Me siento desubicado en una sociedad como esta, no la comprendo. Sé que somos muchos así, algunos conscientes de su manera de sentir. Otros, la mayoría, todavía no. Saben que las cosas no son como les gustaría, que su vida no es la que habían soñado tantas veces de pequeños pero no logran identificar la causa de esa desazón, el porqué de esa sensación de vivir permanentemente desubicados, fuera de lugar.

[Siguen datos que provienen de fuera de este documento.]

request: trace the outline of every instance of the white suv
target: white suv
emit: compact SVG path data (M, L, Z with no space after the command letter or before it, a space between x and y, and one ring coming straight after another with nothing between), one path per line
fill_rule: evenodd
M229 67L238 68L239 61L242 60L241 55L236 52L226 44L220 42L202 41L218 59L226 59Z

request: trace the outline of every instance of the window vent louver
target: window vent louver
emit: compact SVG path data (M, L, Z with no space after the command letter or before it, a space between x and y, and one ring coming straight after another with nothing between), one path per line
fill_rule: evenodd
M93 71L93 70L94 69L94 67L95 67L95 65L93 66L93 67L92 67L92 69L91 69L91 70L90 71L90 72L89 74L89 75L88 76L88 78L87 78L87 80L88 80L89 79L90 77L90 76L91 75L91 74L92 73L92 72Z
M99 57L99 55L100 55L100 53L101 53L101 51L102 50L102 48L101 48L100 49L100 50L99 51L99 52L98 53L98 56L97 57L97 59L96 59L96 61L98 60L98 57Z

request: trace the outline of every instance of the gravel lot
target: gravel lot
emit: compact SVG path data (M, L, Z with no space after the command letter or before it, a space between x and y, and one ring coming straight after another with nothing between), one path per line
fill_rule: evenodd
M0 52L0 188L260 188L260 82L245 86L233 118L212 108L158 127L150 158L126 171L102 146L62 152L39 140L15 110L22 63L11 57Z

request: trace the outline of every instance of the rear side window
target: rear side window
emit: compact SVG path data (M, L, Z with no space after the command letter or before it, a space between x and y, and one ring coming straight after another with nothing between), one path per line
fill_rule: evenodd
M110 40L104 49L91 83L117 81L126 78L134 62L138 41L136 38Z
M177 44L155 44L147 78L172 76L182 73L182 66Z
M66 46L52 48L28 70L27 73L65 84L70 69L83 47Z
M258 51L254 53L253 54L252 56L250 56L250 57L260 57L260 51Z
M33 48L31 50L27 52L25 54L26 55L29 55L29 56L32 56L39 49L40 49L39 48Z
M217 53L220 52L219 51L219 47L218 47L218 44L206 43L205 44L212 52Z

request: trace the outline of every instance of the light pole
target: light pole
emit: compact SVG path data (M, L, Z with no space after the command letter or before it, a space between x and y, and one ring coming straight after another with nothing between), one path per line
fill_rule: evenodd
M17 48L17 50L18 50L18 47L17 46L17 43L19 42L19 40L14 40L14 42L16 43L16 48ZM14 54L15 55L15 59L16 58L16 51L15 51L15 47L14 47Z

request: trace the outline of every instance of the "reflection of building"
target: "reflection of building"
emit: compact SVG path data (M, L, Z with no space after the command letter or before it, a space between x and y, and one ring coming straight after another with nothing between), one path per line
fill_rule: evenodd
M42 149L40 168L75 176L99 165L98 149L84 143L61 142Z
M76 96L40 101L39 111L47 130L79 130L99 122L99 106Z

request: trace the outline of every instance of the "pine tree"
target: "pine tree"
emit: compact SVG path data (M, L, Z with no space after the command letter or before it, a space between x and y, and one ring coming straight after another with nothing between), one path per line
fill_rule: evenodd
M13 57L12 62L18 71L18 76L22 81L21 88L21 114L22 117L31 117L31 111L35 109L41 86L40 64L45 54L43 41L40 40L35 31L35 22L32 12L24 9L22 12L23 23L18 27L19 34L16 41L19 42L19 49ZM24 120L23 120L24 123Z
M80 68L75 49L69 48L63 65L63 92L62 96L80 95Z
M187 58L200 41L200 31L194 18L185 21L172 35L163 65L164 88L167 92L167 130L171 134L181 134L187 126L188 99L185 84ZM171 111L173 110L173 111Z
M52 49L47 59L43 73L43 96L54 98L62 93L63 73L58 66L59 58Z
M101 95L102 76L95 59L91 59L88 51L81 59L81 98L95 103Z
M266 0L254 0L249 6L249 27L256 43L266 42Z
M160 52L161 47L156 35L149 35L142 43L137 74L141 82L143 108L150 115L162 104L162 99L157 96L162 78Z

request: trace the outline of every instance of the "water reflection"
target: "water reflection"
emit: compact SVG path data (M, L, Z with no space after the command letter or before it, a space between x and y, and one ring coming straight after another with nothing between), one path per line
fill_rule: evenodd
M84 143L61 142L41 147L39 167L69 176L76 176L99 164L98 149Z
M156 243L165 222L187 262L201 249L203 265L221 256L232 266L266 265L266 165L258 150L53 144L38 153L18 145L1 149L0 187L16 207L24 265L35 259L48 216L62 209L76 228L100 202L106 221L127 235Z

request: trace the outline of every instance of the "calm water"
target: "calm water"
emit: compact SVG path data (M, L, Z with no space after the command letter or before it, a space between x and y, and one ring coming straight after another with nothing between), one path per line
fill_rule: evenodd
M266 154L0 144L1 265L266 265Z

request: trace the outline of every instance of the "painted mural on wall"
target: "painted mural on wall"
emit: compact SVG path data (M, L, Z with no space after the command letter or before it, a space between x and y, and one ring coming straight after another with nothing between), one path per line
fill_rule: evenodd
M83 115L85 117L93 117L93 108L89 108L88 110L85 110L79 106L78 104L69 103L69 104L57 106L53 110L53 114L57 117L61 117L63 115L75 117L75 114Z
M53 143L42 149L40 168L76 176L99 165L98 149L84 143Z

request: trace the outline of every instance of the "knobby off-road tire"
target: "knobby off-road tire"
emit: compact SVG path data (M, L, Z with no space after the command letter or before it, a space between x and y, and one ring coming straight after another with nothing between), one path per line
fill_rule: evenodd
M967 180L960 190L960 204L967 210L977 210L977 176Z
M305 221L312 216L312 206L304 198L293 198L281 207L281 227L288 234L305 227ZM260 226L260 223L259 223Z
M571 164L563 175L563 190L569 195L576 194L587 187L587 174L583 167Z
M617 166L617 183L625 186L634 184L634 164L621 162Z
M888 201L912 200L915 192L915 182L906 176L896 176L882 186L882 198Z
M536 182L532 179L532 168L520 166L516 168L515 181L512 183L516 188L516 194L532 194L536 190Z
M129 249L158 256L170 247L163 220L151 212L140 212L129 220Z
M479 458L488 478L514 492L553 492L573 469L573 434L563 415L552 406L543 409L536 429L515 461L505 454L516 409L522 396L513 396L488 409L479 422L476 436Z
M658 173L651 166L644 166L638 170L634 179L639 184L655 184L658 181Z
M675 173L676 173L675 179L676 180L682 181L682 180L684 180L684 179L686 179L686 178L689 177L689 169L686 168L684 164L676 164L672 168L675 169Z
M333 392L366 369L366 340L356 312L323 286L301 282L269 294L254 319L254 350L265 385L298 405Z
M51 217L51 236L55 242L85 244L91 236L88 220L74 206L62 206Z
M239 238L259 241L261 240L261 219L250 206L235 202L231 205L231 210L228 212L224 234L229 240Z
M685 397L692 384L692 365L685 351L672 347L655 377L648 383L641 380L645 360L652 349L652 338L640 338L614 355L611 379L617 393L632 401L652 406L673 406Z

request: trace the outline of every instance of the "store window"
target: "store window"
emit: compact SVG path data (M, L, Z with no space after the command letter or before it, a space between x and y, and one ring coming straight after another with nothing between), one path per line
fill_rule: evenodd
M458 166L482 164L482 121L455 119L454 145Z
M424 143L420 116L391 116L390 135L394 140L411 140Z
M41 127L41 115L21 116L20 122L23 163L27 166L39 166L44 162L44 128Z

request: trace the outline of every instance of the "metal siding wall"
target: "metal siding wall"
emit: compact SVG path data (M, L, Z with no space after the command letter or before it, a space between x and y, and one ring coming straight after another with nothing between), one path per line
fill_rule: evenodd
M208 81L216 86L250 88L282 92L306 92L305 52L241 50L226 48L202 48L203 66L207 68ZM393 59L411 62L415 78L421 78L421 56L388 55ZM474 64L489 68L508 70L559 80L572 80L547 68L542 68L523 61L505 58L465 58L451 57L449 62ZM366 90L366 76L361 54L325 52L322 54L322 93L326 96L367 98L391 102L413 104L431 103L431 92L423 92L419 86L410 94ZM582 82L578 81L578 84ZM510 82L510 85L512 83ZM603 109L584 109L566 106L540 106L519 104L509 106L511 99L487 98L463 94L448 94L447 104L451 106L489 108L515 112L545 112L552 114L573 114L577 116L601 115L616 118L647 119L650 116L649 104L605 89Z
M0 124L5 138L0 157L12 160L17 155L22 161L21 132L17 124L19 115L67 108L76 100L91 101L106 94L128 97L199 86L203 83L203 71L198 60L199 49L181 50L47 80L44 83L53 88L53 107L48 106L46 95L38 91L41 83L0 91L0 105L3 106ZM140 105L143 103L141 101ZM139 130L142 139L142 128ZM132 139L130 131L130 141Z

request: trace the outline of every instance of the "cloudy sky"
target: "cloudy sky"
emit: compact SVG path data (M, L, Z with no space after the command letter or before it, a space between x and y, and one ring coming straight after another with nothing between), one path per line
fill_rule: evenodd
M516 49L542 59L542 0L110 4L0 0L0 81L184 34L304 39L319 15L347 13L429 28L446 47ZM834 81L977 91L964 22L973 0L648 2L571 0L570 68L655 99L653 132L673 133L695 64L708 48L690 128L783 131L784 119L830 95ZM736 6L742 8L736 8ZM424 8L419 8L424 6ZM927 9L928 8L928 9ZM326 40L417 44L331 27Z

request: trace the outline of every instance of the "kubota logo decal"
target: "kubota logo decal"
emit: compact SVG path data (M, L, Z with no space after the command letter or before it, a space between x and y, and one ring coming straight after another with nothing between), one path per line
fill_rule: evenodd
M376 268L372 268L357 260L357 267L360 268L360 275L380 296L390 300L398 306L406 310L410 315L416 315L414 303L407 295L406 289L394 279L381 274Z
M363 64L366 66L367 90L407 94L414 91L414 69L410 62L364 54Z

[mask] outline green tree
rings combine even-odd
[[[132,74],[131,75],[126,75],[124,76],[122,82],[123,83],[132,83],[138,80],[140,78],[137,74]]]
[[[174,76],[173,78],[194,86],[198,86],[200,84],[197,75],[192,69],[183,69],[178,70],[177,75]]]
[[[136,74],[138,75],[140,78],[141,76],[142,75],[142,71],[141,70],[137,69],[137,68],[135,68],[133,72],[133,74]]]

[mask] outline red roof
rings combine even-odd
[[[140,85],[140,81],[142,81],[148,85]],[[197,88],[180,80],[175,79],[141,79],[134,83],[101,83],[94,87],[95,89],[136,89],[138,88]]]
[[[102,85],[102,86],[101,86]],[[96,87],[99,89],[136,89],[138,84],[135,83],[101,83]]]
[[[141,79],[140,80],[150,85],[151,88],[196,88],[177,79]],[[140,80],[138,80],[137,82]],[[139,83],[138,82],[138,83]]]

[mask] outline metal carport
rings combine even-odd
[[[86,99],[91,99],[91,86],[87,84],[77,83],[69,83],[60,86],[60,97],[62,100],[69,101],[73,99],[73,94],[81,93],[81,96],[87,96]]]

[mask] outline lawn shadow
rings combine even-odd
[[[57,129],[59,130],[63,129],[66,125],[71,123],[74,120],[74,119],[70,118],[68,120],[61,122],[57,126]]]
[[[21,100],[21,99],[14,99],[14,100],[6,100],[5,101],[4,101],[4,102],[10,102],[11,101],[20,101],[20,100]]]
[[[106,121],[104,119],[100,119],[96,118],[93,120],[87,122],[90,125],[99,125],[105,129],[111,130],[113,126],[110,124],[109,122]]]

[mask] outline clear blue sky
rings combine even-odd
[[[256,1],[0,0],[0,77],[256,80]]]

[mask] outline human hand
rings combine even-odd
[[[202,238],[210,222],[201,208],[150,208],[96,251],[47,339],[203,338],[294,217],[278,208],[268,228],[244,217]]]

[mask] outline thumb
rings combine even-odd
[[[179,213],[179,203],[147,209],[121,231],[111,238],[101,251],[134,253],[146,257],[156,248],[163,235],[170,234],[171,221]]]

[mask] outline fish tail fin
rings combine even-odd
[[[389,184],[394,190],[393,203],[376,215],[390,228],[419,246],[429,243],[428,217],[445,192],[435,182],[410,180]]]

Lo saben y nos ofrecen vías para canalizar esa inquietud, para mostrarnos que estamos equivocados y que no hay de qué preocuparse. Ocio controlado y diseñado para no sentirte fuera, para tener la sensación de pertenencia y de que valen la pena los sinsabores diarios, las penurias cotidianas. Ocio narcotizante que nos mantiene aferrados a una existencia irreal, una existencia que transitamos pero que no vivimos, virtual. Nos deslumbran, nos engatusan y nos hacen creer que eso es lo que debemos hacer. Ahí reside su concepto de felicidad, el que nos tienen reservado. Nos lo creemos y nos entregamos gustosos como autómatas programados para no pensar y no sentir nada fuera de lo predeterminado. Pero no es suficiente, nunca lo es. Puede enmascarar la realidad durante un tiempo pero a la larga sólo hace que aumentar la insatisfacción. Lo cierto es que de esa insatisfacción se nutren para mantener constante el flujo de personas aferradas a esa ilusión de felicidad.



Somos nuestras propias víctimas al aceptar esas vías. Hemos desplazado los puntos de referencia que nos permitían ubicarnos en el mundo de forma natural y los hemos sustituido por otros a los que hemos dado categoría de guías absolutos. El dinero, la acumulación, el consumo, el trabajo asalariado, la apariencia… Todos factores ajenos a nuestra propia naturaleza que han usurpado un lugar que no les corresponde y han engendrado seres desubicados, antinaturales. Con vidas donde prevalecen el egoísmo, el odio al otro, la competitividad, la falsedad…



La necesidad de reencontrar un eje de coordenadas que nos permita ubicarnos de nuevo como lo que realmente somos es acuciante. Seres que nos apoyamos los unos a los otros, solidarios, dispuestos a no dejar caer a ninguno de nuestros semejantes, sin miedo de mostrar nuestra naturaleza, orgullosos de ella.

Yo, al menos, es ahí donde estoy. Tratando de ubicarme de nuevo en un mundo de claroscuros pero con una gran cantidad de potencial dispuesto para iluminarlo y hacer que las vidas valgan la pena ser vividas a cada instante.